Cost of doing business here increases
The council’s Costs of Doing Business in Ireland 2014 report found Ireland’s cost base had been improving during the recession, making it more competitive internationally and a more attractive location for firms to base their operations. “However, despite these improvements, Ireland remains a high-cost location for a range of key business inputs. Addressing Ireland’s international cost competitiveness must, therefore, remain a key economic priority for Government,” it read.
It said the evidence suggested the economy has reached a “turning point” in terms of cost competitiveness and that overall relative cost competitiveness is now disimproving with a series of “upward cost pressures” emerging.
It found gross wages here are the eighth highest in Europe while net wages are sixth highest. After a number of years of “marginal” decline, labour costs had begun to increase — 2.4% in 2012, and 0.5% in 2013.
“Further small increases, which will weaken cost competitiveness, are projected in 2014. The cumulative impact of increases in income taxes; changes to bands; the introduction of the Universal Social Charge etc; have weakened competitiveness since the onset of recession,” it said.
The council also found:
-Transport costs: Diesel prices are 7% higher here than in the euro average.

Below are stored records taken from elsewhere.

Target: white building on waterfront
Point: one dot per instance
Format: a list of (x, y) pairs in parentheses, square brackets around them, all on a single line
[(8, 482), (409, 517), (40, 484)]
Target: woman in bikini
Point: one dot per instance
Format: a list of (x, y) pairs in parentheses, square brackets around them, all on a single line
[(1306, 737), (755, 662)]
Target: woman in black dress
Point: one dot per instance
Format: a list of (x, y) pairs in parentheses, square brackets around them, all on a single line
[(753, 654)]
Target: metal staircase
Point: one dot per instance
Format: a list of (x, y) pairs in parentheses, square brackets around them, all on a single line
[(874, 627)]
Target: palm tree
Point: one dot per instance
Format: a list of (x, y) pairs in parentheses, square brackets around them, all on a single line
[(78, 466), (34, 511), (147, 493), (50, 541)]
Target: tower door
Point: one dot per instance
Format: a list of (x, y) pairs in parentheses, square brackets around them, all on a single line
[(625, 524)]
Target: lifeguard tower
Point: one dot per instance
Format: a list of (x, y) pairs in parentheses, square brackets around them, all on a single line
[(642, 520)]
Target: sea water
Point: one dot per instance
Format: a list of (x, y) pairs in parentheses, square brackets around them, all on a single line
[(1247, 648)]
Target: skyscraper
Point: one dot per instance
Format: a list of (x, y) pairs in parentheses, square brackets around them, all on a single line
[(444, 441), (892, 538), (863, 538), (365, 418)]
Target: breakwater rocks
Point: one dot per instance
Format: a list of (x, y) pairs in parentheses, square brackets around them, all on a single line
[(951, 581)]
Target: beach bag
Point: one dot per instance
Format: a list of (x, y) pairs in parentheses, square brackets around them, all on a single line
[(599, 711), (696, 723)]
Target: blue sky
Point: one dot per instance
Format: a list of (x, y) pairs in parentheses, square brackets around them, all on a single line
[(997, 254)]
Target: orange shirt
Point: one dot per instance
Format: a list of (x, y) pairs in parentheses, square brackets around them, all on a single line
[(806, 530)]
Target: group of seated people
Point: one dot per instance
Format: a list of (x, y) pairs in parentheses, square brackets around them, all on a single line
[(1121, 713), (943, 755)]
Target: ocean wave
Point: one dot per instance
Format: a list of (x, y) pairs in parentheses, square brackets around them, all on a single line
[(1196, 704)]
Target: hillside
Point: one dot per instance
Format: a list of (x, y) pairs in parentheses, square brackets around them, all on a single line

-Utility costs: Electricity costs are the fifth and sixth most expensive in the euro area-17 for SMEs and large companies respectively.
-Water costs: Presently, Ireland is the fifth most expensive location out of 16 for industrial water costs.
-Credit costs — new business interest rates are 31% higher in Ireland than in the eurozone for loans up to €1m, and 27% higher for loans above €1m.
-In 2012, Ireland was the third most expensive location in the eurozone for consumer goods and services. Prices were 14.6% above the eurozone average.
Enterprise Minister Richard Bruton, said the report should serve as a major wake-up-call for anyone who thought our competitiveness issues were resolved. “Now is not the time for businesses to hike their prices; now is not the time for unions to make wage demands; and now is not the time for Government to take its foot off the pedal in making the structural reforms we need.”
Employers’ body Ibec said the fact labour costs remain among the highest in the EU meant that, while some companies will be able to award modest pay rises this year, “many simply cannot afford to”.
Ibec’s Mary Rose Burke said the tax burden is too high. “In the next budget, the Government should increase the income entry point to the higher marginal tax rate and reduce the marginal income tax rate below 50%.”